Ainsi, les constructeurs de microcars tels que Julien, Reyonnah, Rolux et beaucoup d’autres*, quand ils réussiront à commercialiser et à produire en (petite) série leurs microcars, ne parviendront guère à lutter longtemps contre une concurrence aussi nombreuse que rude. Celle des grands constructeurs comme Citroën, Simca ou Renault, lesquels, outre le fait qu’ils disposent de moyens de production sans commune mesure avec celles des fabricants de microcars, ont aussi l’avantage non négligeable que leurs modèles en plus de performances bien plus convaincantes, présentent aussi le grand avantage d’offrir quatre vraies places. Dans les premières années de l’après-guerre, où la population française est tout à la joie de pouvoir goûter enfin à la liberté retrouvée, tous les espoirs semblent toutefois permis et les apprentis constructeurs, souvent téméraires mais aussi audacieux, se lancent ainsi dans l’aventure de la micro-voiture.
Parmi eux figurent Robert De Rovin. Comme beaucoup d’autres, celui-ci présente, au Salon d’octobre 1946, sous les verrières du Grand-Palais, sa création représentant sa vision de la mini-voiture populaire, sous l’appellation De Rovin D1. Par sa silhouette comme par ses dimensions, celle-ci ne se différencie toutefois guère des autres microcars exposés autour d’elle.
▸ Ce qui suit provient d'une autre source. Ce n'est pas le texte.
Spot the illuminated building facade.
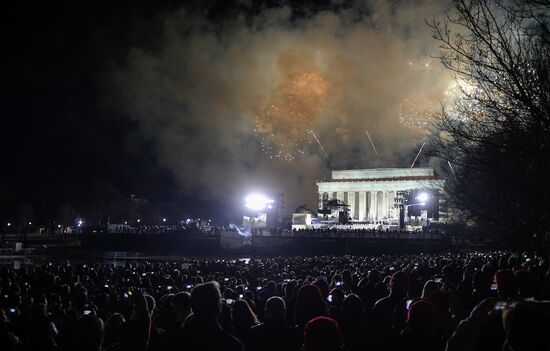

Le caractère minimaliste de la De Rovin transparaissant clairement avec son unique phare central placé sous le capot à l’avant, ses flancs échancrés dépourvus de portières (permettant ainsi d’accéder facilement à l’habitacle, même lorsque la capote est en place). Comme sur beaucoup de microcars (ou de « voiturettes », pour reprendre une appellation utilisée au début du 20ème siècle pour désigner les automobiles de faible cylindrée), la De Rovin est, en effet, dépourvue de véritable toit et est donc une voiture décapotable, dont la capote est d’ailleurs fort sommaire puisqu’elle n’offre aucune véritable protection latérale en cas de fortes intempéries. Le Type D1 n’est toutefois encore qu’un simple prototype, leurs créateurs, les frères Robert et Raoul De Rovin, n’étant, en effet, pas encore en mesure d’en débuter la production en série.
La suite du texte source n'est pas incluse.